When her mother passed away in April, Scurlock found it therapeutic to begin her work as part of the grieving process. Being a teacher, she did the bulk of the work over her summer off. According to Scurlock, the work formed organically.

“It came very easily; I didn’t struggle. The pieces made themselves.” she said.

And when the Quirk Gallery offered her the space in January, Margaret’s birth month, she knew the timing was perfect.

She would start creation process by gluing down different scraps of paper from magazine clips and maps once used in the family. Then Scurlock would begin painting. Because she was building off of layers of paper and paint, Scurlock said she would often lose letters within the piece itself, unable to get them back.
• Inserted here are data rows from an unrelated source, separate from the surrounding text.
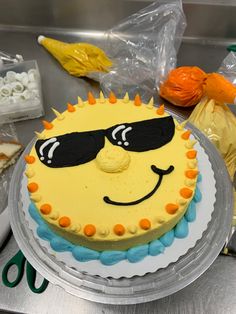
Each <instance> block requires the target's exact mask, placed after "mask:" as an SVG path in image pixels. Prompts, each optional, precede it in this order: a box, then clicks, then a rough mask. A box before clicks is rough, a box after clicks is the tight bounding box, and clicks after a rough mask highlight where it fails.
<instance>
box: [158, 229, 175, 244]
mask: <svg viewBox="0 0 236 314" xmlns="http://www.w3.org/2000/svg"><path fill="white" fill-rule="evenodd" d="M174 238H175V235H174V230H173V229H172V230H170V231H168V232H167V233H165V234H164V235H163V236H162V237H160V238H159V240H160V241H161V243H162V244H163V245H164V246H171V244H172V243H173V241H174Z"/></svg>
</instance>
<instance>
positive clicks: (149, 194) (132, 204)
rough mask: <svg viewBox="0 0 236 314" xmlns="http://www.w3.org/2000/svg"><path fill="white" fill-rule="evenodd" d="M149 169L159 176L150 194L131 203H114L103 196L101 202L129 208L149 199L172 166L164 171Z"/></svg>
mask: <svg viewBox="0 0 236 314" xmlns="http://www.w3.org/2000/svg"><path fill="white" fill-rule="evenodd" d="M151 169H152V171H153V172H154V173H156V174H158V175H159V178H158V181H157V184H156V185H155V187H154V188H153V190H152V191H151V192H149V193H148V194H146V195H145V196H143V197H142V198H140V199H138V200H135V201H132V202H127V203H125V202H116V201H113V200H111V199H110V198H109V197H108V196H104V197H103V200H104V202H105V203H107V204H111V205H118V206H129V205H137V204H139V203H141V202H142V201H144V200H146V199H148V198H149V197H151V196H152V195H153V194H154V193H155V192H156V191H157V190H158V188H159V186H160V185H161V182H162V179H163V176H164V175H167V174H169V173H171V172H172V171H173V170H174V166H169V168H168V169H166V170H164V169H160V168H157V167H156V166H155V165H151Z"/></svg>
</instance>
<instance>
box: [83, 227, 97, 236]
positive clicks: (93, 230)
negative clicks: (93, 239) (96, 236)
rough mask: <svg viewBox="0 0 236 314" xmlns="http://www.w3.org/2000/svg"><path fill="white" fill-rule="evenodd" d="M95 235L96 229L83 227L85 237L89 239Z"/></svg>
mask: <svg viewBox="0 0 236 314" xmlns="http://www.w3.org/2000/svg"><path fill="white" fill-rule="evenodd" d="M95 233H96V228H95V226H94V225H86V226H85V227H84V234H85V235H86V236H87V237H91V236H93V235H94V234H95Z"/></svg>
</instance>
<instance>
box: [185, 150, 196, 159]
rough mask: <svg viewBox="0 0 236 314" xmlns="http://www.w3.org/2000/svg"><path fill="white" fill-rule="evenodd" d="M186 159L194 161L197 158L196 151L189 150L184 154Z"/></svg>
mask: <svg viewBox="0 0 236 314" xmlns="http://www.w3.org/2000/svg"><path fill="white" fill-rule="evenodd" d="M186 155H187V157H188V159H195V158H196V156H197V151H196V150H190V151H188V152H187V153H186Z"/></svg>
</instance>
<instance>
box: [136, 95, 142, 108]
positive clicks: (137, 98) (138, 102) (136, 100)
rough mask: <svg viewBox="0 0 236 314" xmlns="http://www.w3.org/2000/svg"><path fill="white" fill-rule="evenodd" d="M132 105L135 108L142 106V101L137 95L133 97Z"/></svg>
mask: <svg viewBox="0 0 236 314" xmlns="http://www.w3.org/2000/svg"><path fill="white" fill-rule="evenodd" d="M134 104H135V106H141V105H142V99H141V97H140V96H139V94H137V95H136V96H135V97H134Z"/></svg>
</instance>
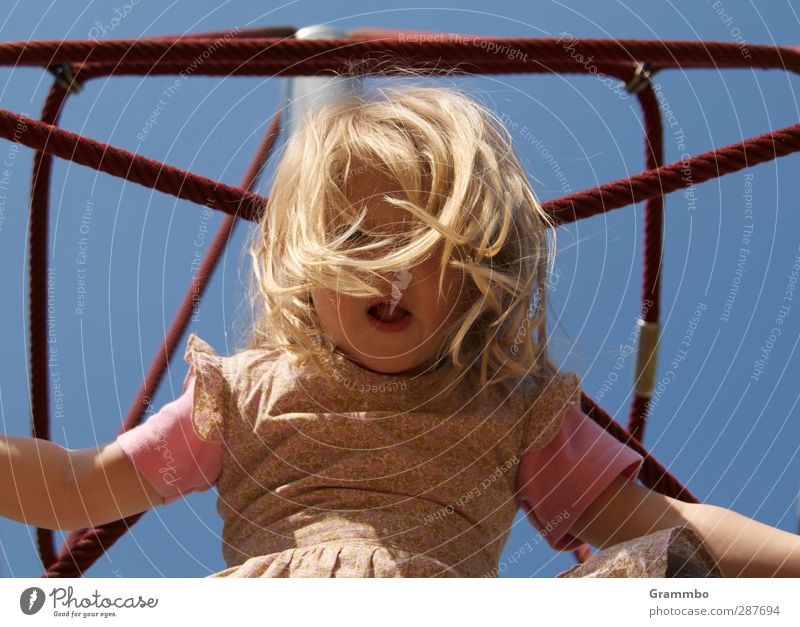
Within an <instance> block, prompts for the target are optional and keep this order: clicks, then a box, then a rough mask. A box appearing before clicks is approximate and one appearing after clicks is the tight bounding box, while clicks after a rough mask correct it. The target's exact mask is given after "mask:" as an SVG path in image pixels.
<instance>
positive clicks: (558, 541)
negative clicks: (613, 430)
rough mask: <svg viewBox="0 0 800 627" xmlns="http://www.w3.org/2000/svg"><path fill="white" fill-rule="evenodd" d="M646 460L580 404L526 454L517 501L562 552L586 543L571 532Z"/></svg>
mask: <svg viewBox="0 0 800 627" xmlns="http://www.w3.org/2000/svg"><path fill="white" fill-rule="evenodd" d="M642 462H643V458H642V456H641V455H639V454H638V453H637V452H636V451H634V450H633V449H631V448H629V447H627V446H625V445H624V444H622V443H621V442H620V441H619V440H617V439H616V438H615V437H614V436H612V435H611V434H610V433H608V432H607V431H605V429H603V428H602V427H601V426H600V425H598V424H597V423H596V422H595V421H594V420H592V419H591V418H589V417H588V416H586V415H585V414H584V413H583V412H582V411H581V410H580V409H578V408H577V407H576V406H574V405H571V406H570V407H569V409H568V410H567V412H566V414H565V416H564V422H563V424H562V427H561V429H560V430H559V432H558V433H557V434H556V435H555V437H554V438H553V439H552V440H551V441H550V442H549V443H548V444H547V445H545V446H544V447H543V448H541V449H539V450H537V451H532V452H528V453H525V454H524V455H523V456H522V459H521V460H520V464H519V468H518V469H517V477H516V482H517V499H518V500H519V502H520V505H521V506H522V507H523V509H524V510H525V512H526V515H527V517H528V520H529V521H530V522H531V524H532V525H533V526H534V527H535V528H536V529H537V530H538V531H539V532H540V533H541V535H542V536H543V537H544V538H545V540H547V543H548V544H549V545H550V546H551V547H552V548H553V549H554V550H556V551H571V550H573V549H576V548H578V547H579V546H581V545H582V544H583V542H581V541H580V540H579V539H578V538H576V537H575V536H573V535H571V534H570V533H568V531H569V529H570V526H571V525H572V524H573V523H574V522H575V520H577V519H578V518H579V517H580V515H581V514H582V513H583V512H584V511H585V510H586V509H587V508H588V507H589V505H590V504H591V502H592V501H593V500H594V499H596V498H597V497H598V496H599V495H600V493H601V492H602V491H603V490H604V489H605V488H606V487H608V485H609V484H610V483H611V482H612V480H613V479H614V478H615V477H617V476H619V475H620V474H623V475H625V476H627V477H630V478H631V479H632V480H633V479H636V477H637V475H638V474H639V470H640V468H641V465H642Z"/></svg>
But the intention of using the letters wasn’t so viewers could read them; nor was it so she could keep them in tact forever. “I didn’t want people to stand there and read the letters,” said Scurlock. “I wanted it to be more nuanced, and maybe the fragment would tell people something about what was happening at the time.”

The results were thick, loosely organized, lightly colored pieces, each unique in it’s content of family artifacts.

While the pieces grapple with honoring those passed, preserving their memory, and aiding her in the grieving process, Scurlock also draws attention to the way technology has influenced how we perceive history and connect with one another today.

Through her work, she invites viewers to consider the letters as historical artifacts. “Most people today aren’t gonna have that paper trail. I find that a little sad actually,” said Scurlock. “It’s a record of our history and how we communicated in the past.”

Many of us won’t have this kind tangible, hand-crafted evidence of significant times in our lives that allowed Scurlock to explore her family history and grieve. She found a way of making these records permanent through her artwork.

The other artwork featured in the gallery by Pam Sutherland covers the same kind of subject matter. Her collage work is prompted by a scrapbook once owned by her friend, Kevin Kelly, who had passed away. Both Sutherland and Scurlock invoke a sense of honor and sentimentality through personal artifacts in their works, but execute them in slightly different ways. In fact, the two artists are friends.

“Pam and I go back; we were on the board at 1708 [gallery] together. Every year she comes in as a visiting artist for my seniors,” said Scurlock, referring to her students. She’s currently a visual arts teacher at Henrico High School’s Center for the Arts.

Both Sutherland and herself were considering an exhibition at Quirk, but neither knew their bodies of work dealt with the same subject matter so closely. Scurlock suggested that they have an exhibition at the same time, and management at Quirk thought it a great idea. Scurlock said she knew the content and use of materials in their works would complement one another’s.

You can see Mary Scurlock’s “Dearest Margaret” at the Quirk Gallery located at 207 W. Broad St., now through February 19th.

You can also join her for her Artist Talk at the gallery, where she’ll discuss the work in the exhibit in more detail, February 11th at 5 PM.